Yellow gentian Description:
Gentiana flavida, commonly known as cream gentian or yellow gentian, is a perennial plant species in the Gentianaceae family. It is native to North America and can be found in wet meadows, swamps, and along stream banks in the eastern and central United States.
This plant typically grows to a height of 30-90 cm and has smooth, erect stems with opposite, lance-shaped leaves that are up to 12 cm long. The leaves are dark green and often have a bluish tint.
The flowers of Gentiana flavida are yellow and trumpet-shaped, with five lobes that curl back to reveal the yellow throat. The flowers grow in clusters at the tips of the stems and bloom from August to October. The plant is often pollinated by bumblebees and other large insects.
Gentiana flavida has a long history of medicinal use by various Indigenous groups. The plant is known for its bitter taste, which is due to the presence of bitter compounds called iridoids. These compounds are believed to have various health benefits, including stimulating digestion and appetite. In modern times, the plant is sometimes used in herbal medicine as a digestive aid and to treat liver and gallbladder problems.
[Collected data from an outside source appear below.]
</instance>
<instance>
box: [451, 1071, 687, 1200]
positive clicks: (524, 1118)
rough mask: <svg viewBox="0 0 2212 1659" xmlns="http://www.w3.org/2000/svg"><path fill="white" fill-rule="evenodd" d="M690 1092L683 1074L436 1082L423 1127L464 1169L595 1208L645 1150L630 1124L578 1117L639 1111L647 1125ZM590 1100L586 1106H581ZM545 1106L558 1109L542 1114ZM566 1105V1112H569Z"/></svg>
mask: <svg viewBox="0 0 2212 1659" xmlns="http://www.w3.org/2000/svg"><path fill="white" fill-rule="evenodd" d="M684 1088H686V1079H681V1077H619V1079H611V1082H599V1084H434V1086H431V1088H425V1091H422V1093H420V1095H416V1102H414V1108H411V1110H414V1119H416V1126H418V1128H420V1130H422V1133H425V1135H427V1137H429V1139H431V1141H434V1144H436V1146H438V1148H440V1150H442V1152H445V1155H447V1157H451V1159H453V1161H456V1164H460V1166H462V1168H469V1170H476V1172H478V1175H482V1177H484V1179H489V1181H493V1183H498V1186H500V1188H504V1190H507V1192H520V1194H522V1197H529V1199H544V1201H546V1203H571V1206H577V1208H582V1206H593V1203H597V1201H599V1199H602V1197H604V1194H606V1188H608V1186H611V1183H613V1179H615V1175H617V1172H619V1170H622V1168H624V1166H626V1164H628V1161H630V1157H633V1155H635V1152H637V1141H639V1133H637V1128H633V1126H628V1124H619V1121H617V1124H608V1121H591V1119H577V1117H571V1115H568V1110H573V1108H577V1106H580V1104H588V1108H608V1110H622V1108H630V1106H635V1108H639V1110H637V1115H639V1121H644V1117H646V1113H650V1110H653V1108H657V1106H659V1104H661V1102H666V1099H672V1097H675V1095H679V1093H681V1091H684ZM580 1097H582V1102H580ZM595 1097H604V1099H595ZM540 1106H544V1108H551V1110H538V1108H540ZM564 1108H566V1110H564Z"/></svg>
Yellow gentian is less far-reaching than some other species; it grows natively in mostly the Midwest. In Minnesota it is limited to the Southeastern part of the state.
Standard Plant Information:
Plant Height: 1' - 3'
Bloom Time: August - October
Preferred Habitat: Does well in part shade to full sun. Often found in meadows and woodlands with moist soil.
For most homeowners, the best option is to scatter seed on the ground by hand broadcasting at a minimum of 16-64 pls ounces per acre. For even coverage, we recommend that you broadcast seed in perpendicular rows across the site to ensure even coverage.
You’ll want to broadcast any grass seed first, which will get raked into the soil lightly. Next, it is ideal to mulch the area lightly with either a clean (no seed) straw or preferably with our native Little Bluestem straw, sold at our retail garden centers. After a light mulching is complete, now it’s time to broadcast your native wildflower seeds, which should not be raked into the soil. A good rain or watering is sufficient to cover the seed.
Simply dig a hole in the soil slightly larger than the plant’s roots. Ensure that the soil line of the plant is maintained during the transfer (i.e. the plant should be at the same level with the ground as it was in the pot). Pack any loose dirt back around the plant and make sure you water it well the same day to ensure it has the best chance of survival.